Nah, I am not so sure, I am not sure that there is any optimal way to design software except in response to user demand via an open community. Software, an OS, should only be designed for programmers to use as a starting point. Anything more than that is bloatware.

Microsoft fill their programs with rubbish few actually use. I suspect mainly because there are much better tools out there, but also, if people have no need to use them, they won't - and will never consider their existance. I use Word and Excell, but nothing else in Office. For me, it is actually bloatware my employer provides me with via their laptops. For everything else I need, I use tools that are better than their MS equivalent or are not part of anything MS.

Google supplying "basic functionality" is probably a step in the right direction. Allowing others to build more via the Android community is a much better approach - but as long as Google does not try to outsmart itself like Microsoft has and tries to add "too much" functionality to Android.  Leave that to the community.

My suspicion is that what is going to kill Apple is already working its way into Microsoft, and neither of them are going to be able to really compete with Google - eventually. The "i-" phenomenon will collapse for the very reason you give here - basic functionality v bloatware. We do not have to take anything we don't want.  

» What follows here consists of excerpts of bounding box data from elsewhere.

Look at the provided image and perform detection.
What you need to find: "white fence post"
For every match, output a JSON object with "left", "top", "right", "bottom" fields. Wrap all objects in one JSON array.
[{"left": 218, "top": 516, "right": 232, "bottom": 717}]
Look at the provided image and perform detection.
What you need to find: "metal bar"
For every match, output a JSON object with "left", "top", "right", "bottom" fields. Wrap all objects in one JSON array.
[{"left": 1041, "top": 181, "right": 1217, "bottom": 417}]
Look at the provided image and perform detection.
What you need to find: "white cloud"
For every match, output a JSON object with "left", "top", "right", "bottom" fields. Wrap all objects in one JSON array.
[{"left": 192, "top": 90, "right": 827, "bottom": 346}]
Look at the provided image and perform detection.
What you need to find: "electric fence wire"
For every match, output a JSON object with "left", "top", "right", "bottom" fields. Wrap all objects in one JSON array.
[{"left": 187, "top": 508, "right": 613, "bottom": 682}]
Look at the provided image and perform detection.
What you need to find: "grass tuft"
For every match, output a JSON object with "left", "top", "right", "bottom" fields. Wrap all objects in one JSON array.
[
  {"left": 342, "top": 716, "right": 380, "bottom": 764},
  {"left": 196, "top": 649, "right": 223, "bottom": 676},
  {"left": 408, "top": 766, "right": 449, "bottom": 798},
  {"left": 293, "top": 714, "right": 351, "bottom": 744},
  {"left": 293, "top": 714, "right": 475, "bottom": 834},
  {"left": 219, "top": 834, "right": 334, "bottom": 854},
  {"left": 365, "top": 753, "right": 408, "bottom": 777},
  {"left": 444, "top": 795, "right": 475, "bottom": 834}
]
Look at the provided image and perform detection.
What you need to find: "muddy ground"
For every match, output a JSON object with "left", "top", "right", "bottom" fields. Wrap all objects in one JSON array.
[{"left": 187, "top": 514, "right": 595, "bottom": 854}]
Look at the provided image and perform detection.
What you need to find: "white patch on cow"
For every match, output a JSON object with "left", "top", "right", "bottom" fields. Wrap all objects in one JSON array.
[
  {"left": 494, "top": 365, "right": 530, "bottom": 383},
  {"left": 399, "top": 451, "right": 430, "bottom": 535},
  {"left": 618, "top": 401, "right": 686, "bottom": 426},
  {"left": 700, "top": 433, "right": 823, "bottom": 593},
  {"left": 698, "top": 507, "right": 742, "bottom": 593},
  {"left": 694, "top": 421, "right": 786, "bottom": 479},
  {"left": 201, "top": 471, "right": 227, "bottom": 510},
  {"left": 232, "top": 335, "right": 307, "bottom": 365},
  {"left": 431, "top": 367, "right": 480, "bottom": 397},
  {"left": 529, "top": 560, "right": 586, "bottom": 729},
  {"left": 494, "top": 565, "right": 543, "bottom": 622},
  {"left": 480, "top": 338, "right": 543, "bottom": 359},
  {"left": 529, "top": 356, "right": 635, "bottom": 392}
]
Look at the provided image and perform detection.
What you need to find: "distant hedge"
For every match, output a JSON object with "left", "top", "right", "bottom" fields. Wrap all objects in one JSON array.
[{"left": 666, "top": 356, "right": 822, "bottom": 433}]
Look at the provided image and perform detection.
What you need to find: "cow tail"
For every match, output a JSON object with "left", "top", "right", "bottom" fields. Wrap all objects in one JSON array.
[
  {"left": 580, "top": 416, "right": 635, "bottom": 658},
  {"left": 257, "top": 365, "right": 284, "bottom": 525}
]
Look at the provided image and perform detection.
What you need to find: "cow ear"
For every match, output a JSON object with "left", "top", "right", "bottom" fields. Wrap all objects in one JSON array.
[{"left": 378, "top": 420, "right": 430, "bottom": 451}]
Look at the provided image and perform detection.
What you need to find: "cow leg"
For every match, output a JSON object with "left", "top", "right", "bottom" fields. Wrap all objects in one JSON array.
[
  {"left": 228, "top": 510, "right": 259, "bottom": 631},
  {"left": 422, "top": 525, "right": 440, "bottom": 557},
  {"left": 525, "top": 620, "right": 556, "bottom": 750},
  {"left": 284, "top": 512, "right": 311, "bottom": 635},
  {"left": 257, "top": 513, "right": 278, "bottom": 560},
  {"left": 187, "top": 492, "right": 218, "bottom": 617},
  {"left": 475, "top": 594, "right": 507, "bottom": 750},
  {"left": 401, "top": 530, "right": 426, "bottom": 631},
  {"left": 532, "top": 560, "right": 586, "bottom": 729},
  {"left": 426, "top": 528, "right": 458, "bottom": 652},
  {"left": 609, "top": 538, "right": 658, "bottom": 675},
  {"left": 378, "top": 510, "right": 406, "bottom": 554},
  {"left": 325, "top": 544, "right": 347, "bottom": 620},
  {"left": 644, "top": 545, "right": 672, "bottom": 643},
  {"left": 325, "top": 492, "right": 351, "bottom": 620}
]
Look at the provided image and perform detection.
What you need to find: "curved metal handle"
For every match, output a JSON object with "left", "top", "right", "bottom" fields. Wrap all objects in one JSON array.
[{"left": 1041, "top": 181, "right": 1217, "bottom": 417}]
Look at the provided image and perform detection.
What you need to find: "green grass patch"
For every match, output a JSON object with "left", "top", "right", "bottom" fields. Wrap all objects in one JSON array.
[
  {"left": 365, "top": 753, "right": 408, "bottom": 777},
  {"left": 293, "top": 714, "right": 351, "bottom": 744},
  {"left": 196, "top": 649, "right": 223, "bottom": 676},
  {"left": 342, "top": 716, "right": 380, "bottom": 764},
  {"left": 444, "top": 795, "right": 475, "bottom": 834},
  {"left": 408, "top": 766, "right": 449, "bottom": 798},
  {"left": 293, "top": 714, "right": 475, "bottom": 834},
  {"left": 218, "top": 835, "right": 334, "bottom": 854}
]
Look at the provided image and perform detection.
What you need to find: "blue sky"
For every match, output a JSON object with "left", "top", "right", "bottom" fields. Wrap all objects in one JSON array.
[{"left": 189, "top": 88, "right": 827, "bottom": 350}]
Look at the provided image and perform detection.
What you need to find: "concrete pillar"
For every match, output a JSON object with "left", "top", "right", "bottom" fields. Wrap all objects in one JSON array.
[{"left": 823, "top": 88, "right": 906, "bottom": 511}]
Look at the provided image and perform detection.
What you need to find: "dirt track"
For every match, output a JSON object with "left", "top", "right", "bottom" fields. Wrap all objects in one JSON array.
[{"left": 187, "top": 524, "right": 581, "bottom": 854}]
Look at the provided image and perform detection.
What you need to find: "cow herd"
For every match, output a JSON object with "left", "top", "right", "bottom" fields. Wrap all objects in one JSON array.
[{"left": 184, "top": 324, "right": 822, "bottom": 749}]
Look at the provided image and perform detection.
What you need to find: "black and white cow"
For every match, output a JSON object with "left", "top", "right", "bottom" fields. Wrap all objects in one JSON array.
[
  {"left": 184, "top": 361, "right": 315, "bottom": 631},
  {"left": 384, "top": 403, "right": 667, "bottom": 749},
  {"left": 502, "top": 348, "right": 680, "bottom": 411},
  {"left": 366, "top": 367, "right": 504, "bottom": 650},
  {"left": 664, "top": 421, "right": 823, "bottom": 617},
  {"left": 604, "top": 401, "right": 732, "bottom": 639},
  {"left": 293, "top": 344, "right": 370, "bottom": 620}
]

I am thinking here of the iPhone app you can use to turn your iphone into a harmonica. It is completely useless, unless you are a harmonica player, but just brilliant. You have a choice to download it and it is that choice which will kill proprietal bloatware.

Where is the architecture here? Where is the planning and design? What possible philosophy, other than self indulgence, could have led someone to write such an app? But that is, I suggest, the direction that computing will go and all those big, stuffy, highly uncompetitive bloatware producers are going to collapse; not for a decade or two but once they start, nothing will save them.